Matthew Sermons
by Bill Baldwin

Matthew 1:1 - "The Genealogy of Jesus (Part 1)"
Matthew 1:1-17 - "The Genealogy of Jesus (Part 2)"
Matthew 1:18-25 - "God with Us"
Matthew 2:1-12 - "The King of the Jews"
Matthew 2:13-23 - "The Early Sorrows of Christ" (written out)
Matthew 3:1-12 - "Preparing the Way"
Matthew 3:13-17 - "The Baptism of Jesus"
Matthew 4:1-11 - "The Testing of Jesus"
Matthew 4:12-17 - "Jesus the Galilean"
Matthew 4:18-22 - "Fishers of Men"
Matthew 4:23-25 - "The Word and the Power"

Intro to the Sermon on the Mount - "The Ethics of the Kingdom" (written out)
Matthew 5:1-12 - "The Blessings of the Kingdom"
Matthew 5:13-16 - "Salt and Light"

Matthew 16:13-28 - "The Power of the Cross" (written out)

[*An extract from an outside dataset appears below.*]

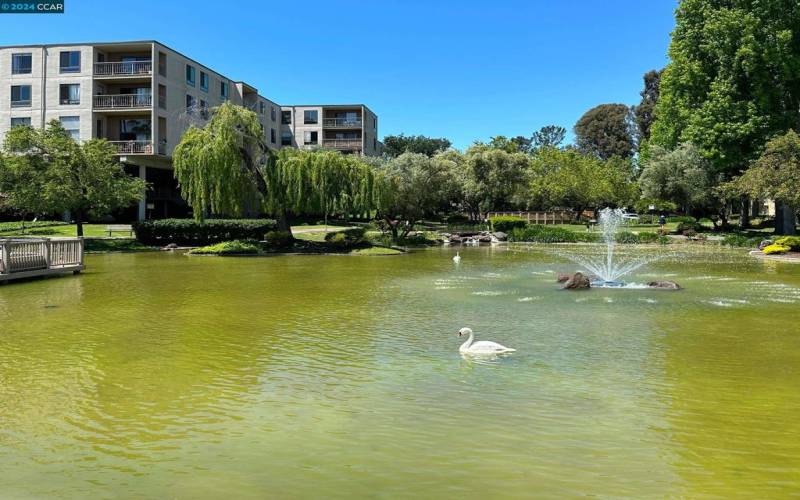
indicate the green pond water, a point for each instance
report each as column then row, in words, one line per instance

Matthew 28 - "The Resurrection"

My evening sermon series in Matthew was interrupted by my resignation due to chronic fatigue just as I was beginning the Sermon on the Mount. I am sorry to say this means I do not currently have available a sermon on that crucial text, Matthew 5:17,18 (“Do not think that I have come to abolish the law or the prophets; I have come not to abolish but to fulfil. For truly I tell you, until heaven and earth pass away, not one letter or stroke will pass from the law until all is accomplished".) But what I do have is sermons leading up to that which should prove suggestive at least in interpreting that text.

Essential in interpreting Matthew 5:17 is Jesus' earlier statement to John the Baptist when John tried to prevent him from being baptized. "Permit it to be so now, for thus it is fitting for us to fulfil all righteousness" (Matt 3:15). The word "fulfil" used in that verse is the same word Jesus uses when he says he has come to "fulfil" the law and the prophets. Since, in Matthew 3:15, Jesus "fulfils" all righteousness by actually doing the deed, Bahnsen's suggestion that in Matthew 5:17 Jesus merely meant that he came to "confirm" the Law rests on an improbable supposition.

Further, the events surrounding Jesus' death and resurrection as recorded by Matthew must inform our understanding of Matthew 5:18. At Christ's death, the veil of the temple was torn in two, the earth quaked, the rocks split, and, most significantly, graves were opened and "many bodies of saints who had fallen asleep were raised. After his resurrection they came out of the tombs and entered the holy city and appeared to many" (Matt 27:51-53). This is the language of heaven and earth passing away and a new heavens and a new earth being proleptically established. Already we partake of the new heavens and new earth by faith; and at the last it shall be revealed. But where heaven and earth have passed away, the law also has passed away (Matt 5:18). Already we partake of the new creation where Christ has abolished the law with its commandments and ordinances (Eph 2:15) and a better and more lasting ethic--the law of Christ--has been brought in with power to cause us to walk in its ways. Thus, "the righteous requirement of the Law is fulfilled in us who do not walk according to the flesh" (whose sinful passions were aroused by the Law, q.v. Romans 7:12) "but according to the Spirit" (Romans 8:4).